The asymptotics of ranking algorithms

TL;DR

This paper investigates the theoretical challenges of supervised ranking with partial preferences, demonstrating inconsistencies in common surrogate losses, and proposes a new aggregation-based approach with proven asymptotic consistency.

Contribution

It introduces a novel aggregation-based ranking method using U-statistics and provides the first asymptotic analysis showing its consistency in the partial preference setting.

Findings

Common surrogate losses are inconsistent for partial preferences.

The new aggregation method achieves asymptotic consistency.

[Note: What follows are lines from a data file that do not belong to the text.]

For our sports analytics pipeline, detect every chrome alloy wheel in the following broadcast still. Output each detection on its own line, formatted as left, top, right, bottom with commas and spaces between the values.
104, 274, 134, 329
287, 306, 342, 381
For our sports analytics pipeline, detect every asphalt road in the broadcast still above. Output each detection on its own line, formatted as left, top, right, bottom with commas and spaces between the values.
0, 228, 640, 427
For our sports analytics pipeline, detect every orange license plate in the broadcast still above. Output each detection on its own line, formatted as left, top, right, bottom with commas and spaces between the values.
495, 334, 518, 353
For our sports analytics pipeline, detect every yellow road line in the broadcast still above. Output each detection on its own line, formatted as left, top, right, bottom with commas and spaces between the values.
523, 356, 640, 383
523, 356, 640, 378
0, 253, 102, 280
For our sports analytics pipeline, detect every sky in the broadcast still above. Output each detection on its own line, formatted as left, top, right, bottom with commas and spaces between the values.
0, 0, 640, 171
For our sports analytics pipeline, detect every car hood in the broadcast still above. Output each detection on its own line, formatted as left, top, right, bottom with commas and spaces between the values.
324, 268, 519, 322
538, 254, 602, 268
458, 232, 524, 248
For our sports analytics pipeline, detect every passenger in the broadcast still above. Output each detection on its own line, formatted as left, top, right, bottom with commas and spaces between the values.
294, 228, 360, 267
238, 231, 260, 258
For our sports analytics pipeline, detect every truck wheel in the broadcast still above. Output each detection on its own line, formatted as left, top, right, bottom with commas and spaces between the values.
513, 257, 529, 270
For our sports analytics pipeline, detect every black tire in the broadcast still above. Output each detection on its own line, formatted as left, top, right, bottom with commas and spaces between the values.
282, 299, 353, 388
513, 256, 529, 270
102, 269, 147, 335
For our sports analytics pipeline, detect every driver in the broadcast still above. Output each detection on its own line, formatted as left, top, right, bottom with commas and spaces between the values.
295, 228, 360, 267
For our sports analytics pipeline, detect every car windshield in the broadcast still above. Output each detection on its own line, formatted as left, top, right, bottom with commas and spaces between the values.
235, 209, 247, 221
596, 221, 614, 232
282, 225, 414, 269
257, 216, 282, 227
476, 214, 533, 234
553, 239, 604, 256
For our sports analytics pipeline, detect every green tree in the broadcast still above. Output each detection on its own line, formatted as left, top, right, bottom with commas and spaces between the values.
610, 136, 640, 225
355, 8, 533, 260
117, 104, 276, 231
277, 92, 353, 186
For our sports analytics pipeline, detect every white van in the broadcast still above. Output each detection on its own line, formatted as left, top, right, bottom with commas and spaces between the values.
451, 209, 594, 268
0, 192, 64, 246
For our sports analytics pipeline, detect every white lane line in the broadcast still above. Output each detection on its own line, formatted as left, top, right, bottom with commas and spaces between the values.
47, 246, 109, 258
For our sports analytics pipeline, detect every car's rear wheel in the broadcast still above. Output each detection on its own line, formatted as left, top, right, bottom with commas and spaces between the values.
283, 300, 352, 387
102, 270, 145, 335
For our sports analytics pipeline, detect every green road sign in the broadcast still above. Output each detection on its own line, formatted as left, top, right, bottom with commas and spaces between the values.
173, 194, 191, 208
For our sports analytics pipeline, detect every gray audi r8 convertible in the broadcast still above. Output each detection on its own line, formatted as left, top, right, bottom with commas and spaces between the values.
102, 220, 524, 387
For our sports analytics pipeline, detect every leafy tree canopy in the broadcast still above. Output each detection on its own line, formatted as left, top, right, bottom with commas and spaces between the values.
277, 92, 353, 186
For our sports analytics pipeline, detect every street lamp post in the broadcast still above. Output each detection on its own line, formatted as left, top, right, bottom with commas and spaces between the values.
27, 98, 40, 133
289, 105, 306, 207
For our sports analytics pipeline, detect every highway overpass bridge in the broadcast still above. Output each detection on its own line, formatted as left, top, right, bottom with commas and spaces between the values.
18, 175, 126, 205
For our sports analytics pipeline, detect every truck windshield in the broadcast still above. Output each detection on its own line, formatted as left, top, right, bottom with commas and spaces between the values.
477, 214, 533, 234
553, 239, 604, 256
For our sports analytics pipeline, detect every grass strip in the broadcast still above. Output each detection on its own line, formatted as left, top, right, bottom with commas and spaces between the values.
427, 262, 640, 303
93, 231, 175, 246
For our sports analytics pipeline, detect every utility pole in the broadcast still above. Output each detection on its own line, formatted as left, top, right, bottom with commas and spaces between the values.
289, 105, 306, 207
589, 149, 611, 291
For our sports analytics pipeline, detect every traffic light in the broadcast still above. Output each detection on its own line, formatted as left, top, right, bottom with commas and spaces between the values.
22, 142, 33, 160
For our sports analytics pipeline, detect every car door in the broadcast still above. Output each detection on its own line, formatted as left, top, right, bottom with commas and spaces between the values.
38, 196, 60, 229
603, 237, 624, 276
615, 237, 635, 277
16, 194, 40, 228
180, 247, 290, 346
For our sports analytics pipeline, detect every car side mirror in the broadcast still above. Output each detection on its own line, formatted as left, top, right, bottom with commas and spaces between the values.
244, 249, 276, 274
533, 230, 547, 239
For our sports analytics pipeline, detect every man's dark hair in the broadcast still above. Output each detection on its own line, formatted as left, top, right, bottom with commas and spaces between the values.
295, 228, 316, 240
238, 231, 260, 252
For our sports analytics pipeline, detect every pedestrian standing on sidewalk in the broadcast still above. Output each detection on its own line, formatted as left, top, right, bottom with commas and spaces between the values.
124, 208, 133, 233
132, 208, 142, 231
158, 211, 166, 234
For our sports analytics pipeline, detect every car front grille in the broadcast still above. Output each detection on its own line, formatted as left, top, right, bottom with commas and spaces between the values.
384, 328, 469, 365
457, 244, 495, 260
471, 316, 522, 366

Experimental results support the theoretical advantages of the proposed approach.

Abstract

We consider the predictive problem of supervised ranking, where the task is to rank sets of candidate items returned in response to queries. Although there exist statistical procedures that come with guarantees of consistency in this setting, these procedures require that individuals provide a complete ranking of all items, which is rarely feasible in practice. Instead, individuals routinely provide partial preference information, such as pairwise comparisons of items, and more practical approaches to ranking have aimed at modeling this partial preference data directly. As we show, however, such an approach raises serious theoretical challenges. Indeed, we demonstrate that many commonly used surrogate losses for pairwise comparison data do not yield consistency; surprisingly, we show inconsistency even in low-noise settings. With these negative results as motivation, we present a new approach to supervised ranking based on aggregation of partial preferences, and we develop $U$-statistic-based empirical risk minimization procedures. We present an asymptotic analysis of these new procedures, showing that they yield consistency results that parallel those available for classification. We complement our theoretical results with an experiment studying the new procedures in a large-scale web-ranking task.